While searching for tools in her father’s workshop with Stargazer to build his ship, the two find an army ammunition box with a U.S. military dogtag inside. They’re caught by Tracy’s father, cold and angry at their curiosity. Not only have they broken the lock on the carefully hidden ammo box, but Tracy’s father is suddenly forced to confront his own memories and nightmares from his own tour of duty in Vietnam.
As more of Tracy’s frightening past returns, the more her father withdraws into his own unfinished traumas. Her mother can only look on helplessly, frightened by their silence. Delicately, gently … but so very painfully, father and daughter must somehow find a way to bring past to present, and re-entwine their futures back together as a family.
Partridge is a masterful storyteller, weaving in just enough history, war gore, and hippie politics to underscore how the victims of war are not just the body bags shipped home. At book’s end, she includes a detailed appendix in Q&A format that further explores historical context, psychological consequences such as PTSD (post-traumatic stress disorder), the leftover hapa children fathered by U.S. military men disparagingly referred to as con lai or bui doi (literally, “children of the dust”), the anti-war movement, dogtags, the post-war adoption of Vietnamese orphans, and more.
And Partridge’s final message?

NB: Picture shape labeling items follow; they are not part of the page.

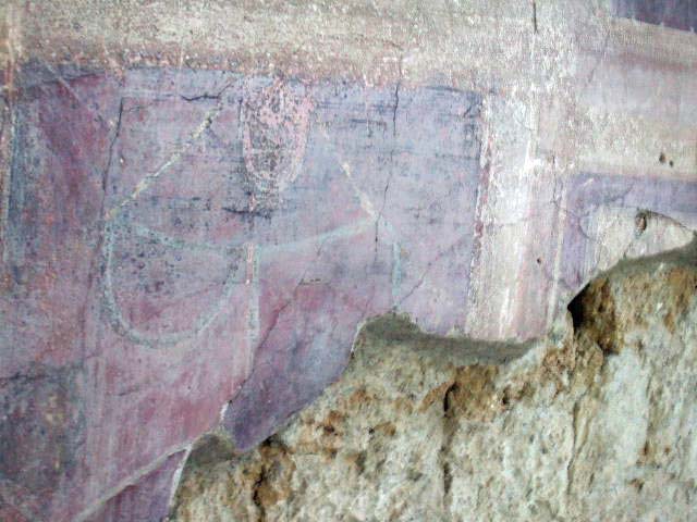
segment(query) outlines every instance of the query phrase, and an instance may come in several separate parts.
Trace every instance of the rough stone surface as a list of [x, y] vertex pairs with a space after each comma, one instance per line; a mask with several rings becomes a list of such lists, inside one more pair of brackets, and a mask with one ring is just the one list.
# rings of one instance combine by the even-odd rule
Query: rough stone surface
[[570, 308], [502, 364], [370, 325], [257, 449], [201, 440], [173, 520], [692, 520], [697, 264], [623, 266]]
[[2, 2], [0, 512], [159, 520], [199, 436], [255, 447], [366, 321], [500, 361], [685, 247], [681, 5]]

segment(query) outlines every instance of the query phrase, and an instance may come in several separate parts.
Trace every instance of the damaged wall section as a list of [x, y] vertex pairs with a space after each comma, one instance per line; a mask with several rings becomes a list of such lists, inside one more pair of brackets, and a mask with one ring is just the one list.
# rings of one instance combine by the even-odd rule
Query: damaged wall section
[[374, 323], [342, 380], [261, 446], [234, 456], [224, 439], [203, 439], [173, 520], [687, 520], [697, 509], [688, 250], [596, 278], [509, 362]]

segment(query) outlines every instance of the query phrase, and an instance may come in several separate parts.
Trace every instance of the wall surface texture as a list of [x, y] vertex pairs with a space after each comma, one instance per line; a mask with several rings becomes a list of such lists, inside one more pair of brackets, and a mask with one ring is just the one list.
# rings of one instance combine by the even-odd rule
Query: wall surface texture
[[[175, 495], [206, 460], [197, 440], [216, 433], [211, 444], [228, 456], [266, 440], [249, 457], [255, 470], [286, 458], [273, 440], [294, 428], [268, 437], [342, 375], [364, 325], [383, 324], [376, 318], [388, 318], [383, 336], [441, 353], [431, 370], [405, 356], [404, 372], [424, 368], [430, 384], [455, 372], [445, 402], [468, 386], [489, 400], [504, 373], [534, 365], [551, 343], [568, 382], [559, 403], [539, 395], [548, 385], [529, 390], [531, 415], [582, 409], [596, 419], [582, 387], [597, 408], [609, 388], [576, 368], [597, 358], [607, 364], [594, 375], [610, 372], [608, 383], [631, 364], [649, 375], [636, 398], [647, 415], [667, 407], [668, 396], [650, 395], [661, 359], [649, 345], [615, 350], [598, 338], [596, 349], [568, 331], [564, 347], [549, 339], [574, 296], [617, 263], [659, 256], [678, 275], [656, 268], [656, 277], [694, 294], [685, 271], [697, 229], [696, 17], [693, 0], [4, 2], [0, 519], [154, 521], [175, 497], [181, 517], [203, 509], [186, 497], [193, 486]], [[685, 310], [693, 294], [681, 298]], [[684, 316], [656, 335], [683, 343], [688, 358]], [[374, 356], [356, 357], [354, 365]], [[392, 378], [380, 372], [394, 357], [376, 362], [376, 378]], [[451, 357], [453, 369], [443, 366]], [[548, 363], [535, 371], [554, 373]], [[367, 378], [352, 368], [347, 382]], [[689, 373], [670, 377], [688, 394]], [[668, 430], [661, 444], [694, 430], [690, 397], [653, 424]], [[450, 424], [439, 418], [433, 436], [452, 440], [431, 457], [460, 460], [475, 444], [455, 430], [455, 410], [441, 411]], [[606, 436], [615, 413], [588, 430]], [[687, 415], [677, 431], [674, 415]], [[595, 446], [582, 444], [579, 426], [573, 444], [566, 424], [551, 426], [561, 446], [540, 455], [536, 439], [526, 451], [575, 456], [566, 504], [542, 492], [542, 475], [561, 470], [549, 463], [530, 494], [541, 504], [519, 509], [585, 513], [583, 470], [602, 459], [583, 453]], [[695, 506], [685, 463], [695, 453], [681, 451], [693, 460], [671, 457], [682, 464], [665, 472], [686, 473], [675, 482], [676, 498], [687, 495], [675, 500], [677, 518]], [[514, 469], [501, 469], [506, 483]], [[432, 509], [445, 518], [465, 506], [461, 471], [436, 497], [425, 490], [424, 505], [444, 498]], [[639, 475], [631, 480], [651, 492]], [[223, 504], [256, 517], [269, 502], [252, 490]], [[358, 520], [371, 510], [389, 519], [377, 498], [401, 509], [375, 494], [355, 511], [339, 497], [328, 509]]]
[[173, 520], [692, 520], [696, 287], [695, 265], [626, 266], [504, 364], [372, 324], [257, 449], [201, 442]]

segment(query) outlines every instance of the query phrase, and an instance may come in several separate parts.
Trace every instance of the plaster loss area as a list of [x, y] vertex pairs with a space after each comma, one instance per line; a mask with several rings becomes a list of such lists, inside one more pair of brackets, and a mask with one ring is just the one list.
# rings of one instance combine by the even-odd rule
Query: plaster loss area
[[694, 263], [615, 269], [519, 358], [372, 323], [259, 447], [204, 437], [172, 520], [690, 520], [696, 296]]

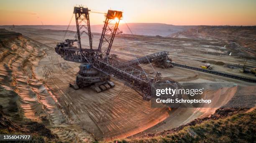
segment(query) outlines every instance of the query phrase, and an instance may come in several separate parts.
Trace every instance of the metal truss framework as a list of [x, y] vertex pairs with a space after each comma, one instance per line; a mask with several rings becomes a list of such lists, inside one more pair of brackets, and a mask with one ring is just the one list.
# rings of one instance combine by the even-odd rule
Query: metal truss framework
[[125, 64], [129, 66], [134, 66], [141, 64], [147, 64], [166, 59], [168, 54], [169, 52], [167, 51], [154, 53], [130, 60], [125, 63]]
[[[121, 14], [120, 15], [118, 15], [118, 13], [116, 14], [117, 12], [120, 12], [109, 10], [108, 14], [105, 15], [106, 19], [104, 22], [104, 25], [100, 39], [98, 52], [96, 54], [97, 57], [99, 56], [102, 57], [109, 55], [113, 41], [118, 29], [119, 22], [122, 17]], [[113, 15], [111, 15], [109, 13], [113, 14]], [[117, 15], [118, 17], [113, 18], [113, 16], [115, 16], [115, 15]], [[108, 44], [106, 50], [102, 52], [102, 47], [106, 43]]]
[[[156, 82], [156, 78], [144, 71], [132, 67], [140, 64], [149, 64], [161, 61], [166, 59], [168, 52], [166, 51], [157, 52], [127, 62], [119, 62], [116, 55], [110, 55], [109, 53], [120, 20], [123, 17], [122, 12], [111, 10], [109, 10], [105, 15], [106, 19], [98, 49], [92, 49], [89, 11], [87, 8], [82, 7], [74, 7], [77, 30], [76, 38], [79, 47], [72, 46], [75, 41], [67, 39], [65, 42], [57, 44], [56, 52], [65, 60], [89, 63], [92, 67], [102, 73], [126, 81], [126, 85], [141, 91], [144, 99], [150, 99], [151, 85], [152, 83]], [[80, 37], [84, 33], [89, 36], [90, 49], [82, 48]], [[108, 44], [107, 49], [102, 49], [102, 45], [106, 43]]]
[[74, 10], [77, 30], [75, 37], [77, 40], [77, 44], [80, 49], [82, 49], [80, 37], [84, 33], [88, 36], [90, 46], [91, 49], [92, 48], [93, 35], [91, 32], [89, 13], [90, 11], [90, 10], [88, 10], [88, 8], [83, 7], [75, 7]]
[[150, 99], [151, 84], [156, 81], [155, 78], [144, 72], [118, 61], [116, 59], [97, 60], [94, 67], [105, 74], [125, 81], [126, 85], [141, 91], [143, 99]]

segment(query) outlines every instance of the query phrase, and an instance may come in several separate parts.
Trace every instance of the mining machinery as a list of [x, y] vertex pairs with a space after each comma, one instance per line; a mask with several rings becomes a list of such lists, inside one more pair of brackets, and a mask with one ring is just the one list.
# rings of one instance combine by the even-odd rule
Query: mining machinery
[[[153, 76], [135, 67], [141, 64], [151, 63], [163, 65], [164, 67], [172, 67], [168, 52], [163, 51], [126, 62], [119, 62], [117, 55], [110, 54], [110, 52], [119, 22], [123, 18], [123, 12], [113, 10], [108, 10], [105, 14], [98, 47], [93, 48], [93, 36], [91, 32], [89, 18], [90, 12], [88, 8], [82, 6], [74, 7], [77, 27], [75, 39], [66, 39], [58, 44], [55, 47], [56, 52], [64, 60], [81, 63], [75, 83], [69, 84], [70, 86], [75, 89], [90, 86], [100, 92], [115, 86], [110, 80], [110, 76], [114, 76], [141, 92], [143, 99], [150, 99], [151, 84], [158, 82], [161, 74], [157, 72], [156, 76]], [[88, 48], [82, 47], [83, 45], [81, 37], [83, 35], [88, 37], [90, 45]], [[75, 42], [77, 47], [74, 44]]]

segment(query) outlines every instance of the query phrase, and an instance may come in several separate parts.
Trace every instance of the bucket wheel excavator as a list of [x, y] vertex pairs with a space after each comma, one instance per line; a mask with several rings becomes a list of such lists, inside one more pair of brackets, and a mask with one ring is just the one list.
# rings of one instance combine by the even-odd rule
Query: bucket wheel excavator
[[[119, 62], [116, 55], [110, 53], [120, 21], [123, 18], [123, 12], [108, 10], [105, 14], [105, 19], [99, 45], [97, 48], [93, 48], [93, 36], [91, 32], [89, 18], [90, 12], [87, 7], [74, 7], [77, 28], [75, 39], [66, 39], [58, 43], [55, 48], [56, 52], [64, 60], [81, 63], [75, 83], [70, 84], [69, 86], [76, 90], [90, 86], [98, 93], [115, 86], [110, 81], [110, 76], [113, 76], [140, 91], [144, 99], [149, 100], [151, 84], [158, 82], [159, 77], [148, 74], [134, 67], [151, 63], [162, 65], [163, 67], [172, 67], [168, 52], [163, 51], [126, 62]], [[85, 47], [81, 40], [82, 36], [84, 35], [89, 39], [89, 45], [87, 48], [82, 47], [82, 46]], [[77, 44], [74, 44], [75, 42]], [[159, 75], [159, 73], [157, 74]]]

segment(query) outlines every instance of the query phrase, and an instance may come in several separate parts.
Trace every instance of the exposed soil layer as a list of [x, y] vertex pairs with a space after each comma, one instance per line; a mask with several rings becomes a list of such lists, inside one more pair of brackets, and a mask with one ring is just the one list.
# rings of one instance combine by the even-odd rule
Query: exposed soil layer
[[218, 120], [238, 113], [244, 113], [249, 109], [249, 108], [220, 108], [218, 109], [215, 113], [211, 115], [210, 117], [197, 118], [186, 124], [173, 128], [171, 130], [164, 131], [162, 132], [157, 133], [149, 133], [146, 136], [136, 137], [134, 138], [146, 138], [159, 136], [164, 136], [168, 134], [180, 131], [186, 126], [193, 126], [196, 125], [200, 124], [205, 121]]

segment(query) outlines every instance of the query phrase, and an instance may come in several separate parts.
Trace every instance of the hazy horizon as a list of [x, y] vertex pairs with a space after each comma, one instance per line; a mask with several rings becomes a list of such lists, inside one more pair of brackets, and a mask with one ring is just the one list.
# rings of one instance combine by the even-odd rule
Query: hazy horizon
[[[126, 24], [162, 24], [162, 25], [172, 25], [172, 26], [256, 26], [256, 24], [255, 25], [174, 25], [172, 24], [166, 24], [166, 23], [157, 23], [157, 22], [130, 22], [130, 23], [126, 23]], [[125, 23], [120, 23], [119, 24], [125, 24]], [[95, 24], [95, 25], [103, 25], [104, 24]], [[13, 25], [0, 25], [0, 26], [12, 26]], [[15, 25], [15, 26], [68, 26], [68, 25]], [[75, 26], [75, 25], [70, 25], [70, 26]]]
[[[68, 25], [74, 6], [82, 4], [94, 12], [123, 12], [121, 23], [157, 23], [177, 26], [256, 25], [256, 1], [3, 0], [0, 25]], [[91, 13], [92, 25], [103, 23], [104, 15]], [[71, 25], [74, 25], [73, 17]]]

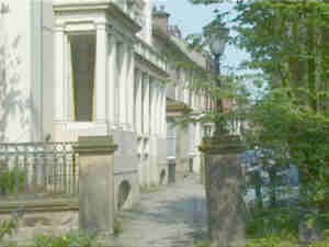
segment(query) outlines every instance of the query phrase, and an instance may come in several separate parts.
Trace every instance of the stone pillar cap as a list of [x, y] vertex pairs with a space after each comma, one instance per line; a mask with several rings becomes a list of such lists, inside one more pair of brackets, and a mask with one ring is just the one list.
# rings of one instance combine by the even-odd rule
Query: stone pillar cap
[[103, 153], [113, 154], [117, 149], [113, 137], [107, 136], [79, 136], [78, 143], [72, 146], [78, 154]]
[[239, 154], [246, 149], [239, 136], [224, 134], [203, 138], [198, 150], [206, 154]]

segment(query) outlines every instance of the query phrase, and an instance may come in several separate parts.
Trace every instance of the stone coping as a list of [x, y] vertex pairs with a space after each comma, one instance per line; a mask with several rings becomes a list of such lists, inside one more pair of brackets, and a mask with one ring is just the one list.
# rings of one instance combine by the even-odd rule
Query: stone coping
[[78, 144], [72, 147], [78, 154], [113, 154], [117, 149], [112, 136], [79, 136]]
[[24, 207], [26, 213], [31, 212], [58, 212], [79, 211], [78, 198], [71, 199], [35, 199], [18, 200], [0, 203], [0, 215], [10, 214], [18, 209]]
[[224, 134], [219, 137], [203, 138], [198, 150], [205, 154], [239, 154], [246, 149], [239, 136]]

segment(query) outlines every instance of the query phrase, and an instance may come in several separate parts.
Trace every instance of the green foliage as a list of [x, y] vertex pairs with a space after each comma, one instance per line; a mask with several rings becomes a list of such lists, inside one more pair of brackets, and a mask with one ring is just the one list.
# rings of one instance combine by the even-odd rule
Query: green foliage
[[8, 221], [0, 221], [0, 242], [5, 235], [12, 235], [16, 228], [16, 222], [14, 218]]
[[0, 194], [14, 193], [24, 189], [25, 172], [22, 169], [13, 168], [8, 172], [0, 173]]
[[252, 237], [297, 236], [300, 213], [290, 206], [250, 210], [247, 235]]
[[82, 232], [71, 232], [65, 236], [41, 235], [35, 238], [34, 247], [99, 247], [97, 235]]
[[122, 222], [118, 218], [114, 218], [114, 225], [113, 225], [114, 236], [118, 236], [122, 233], [123, 233]]

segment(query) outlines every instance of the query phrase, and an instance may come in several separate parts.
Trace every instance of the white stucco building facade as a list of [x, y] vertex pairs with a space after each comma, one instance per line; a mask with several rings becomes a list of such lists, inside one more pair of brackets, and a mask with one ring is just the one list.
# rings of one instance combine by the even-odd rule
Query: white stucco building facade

In spite of collateral damage (and Partridge doesn’t shy away and offer perfect endings), families – of all backgrounds, ethnicities, and beliefs – can emerge and grow, even out of the death and destruction of war.
Tidbit: In Partridge’s acknowledgements, she includes a dear friend (shrinking the world once again), Deann Borshay Liem, who made the phenomenal transracial adoption films, First Person Plural and In the Matter of Cha Jung Hee. As I get a small mention in the credits for First Person (totally undeserved, but so gave me that ‘gawwww’ feeling of gratitude), I’m feeling a wee bit included, too.